Nonviolence does not necessarily require direct action

It is common for people to believe that nonviolence means direct action, because the two are closely related and direct action gets public attention.  This can unfortunately mean people don’t feel they can engage in nonviolence because they think that means subjecting themselves to dangerous, confrontational situations and the possibility of being arrested.

A commitment to nonviolence has to begin with the individual for many reasons.  Nonviolence has to become the way you experience every moment of your life, before you can effectively engage in the outward parts of nonviolence, which may eventually  lead to participating in direct action, or may never.

We each have to discover the many, often insidious threads of violence that are part of of our own lives.  Our relationships with others, our treatment of our environment, plants and animals, our social and political lives can all have violent aspects that we may be unaware of until we begin to pay close attention to them.  As can seen from this list, violence means much more than physical force.  A useful term is power in its many forms, which can be used to influence other people and entities in ways that are unwelcome or detrimental.

As we learn more about ourselves, we learn there are always new things to be aware of, which makes us more open to consider new ideas and able to change ourselves.  This makes us more tolerant of others, knowing they can engage in these same processes, and we can help others do so, when conditions are appropriate.

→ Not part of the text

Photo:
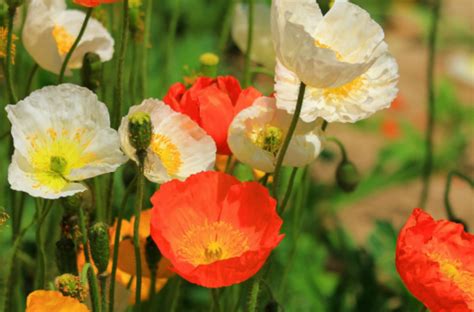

This is a core concept of nonviolence, that success is measured by how much progress is made toward justice together, which often involves changing not only those who have been engaging in injustice, but also changing ourselves.  It is often the awareness by others that we are willing to change that makes it possible for them to consider changing too.  Deeply listening to each other is key.

The new book, The Gandhian Iceberg, by Chris Moore-Backman is a very helpful manual on nonviolence.  Iceberg is used as an image to illustrate the three basic parts of nonviolence.  The bulk of an iceberg is underwater.  In nonviolence, this is the part discussed above, sometimes referred to as “self-purification”.  The part of the iceberg above water represents the work that is done in the world to bring about peace and justice, which Chris refers to as the constructive program.  Finally, the very smallest projection of the tip of the iceberg represents nonviolent direct action against specific social evils.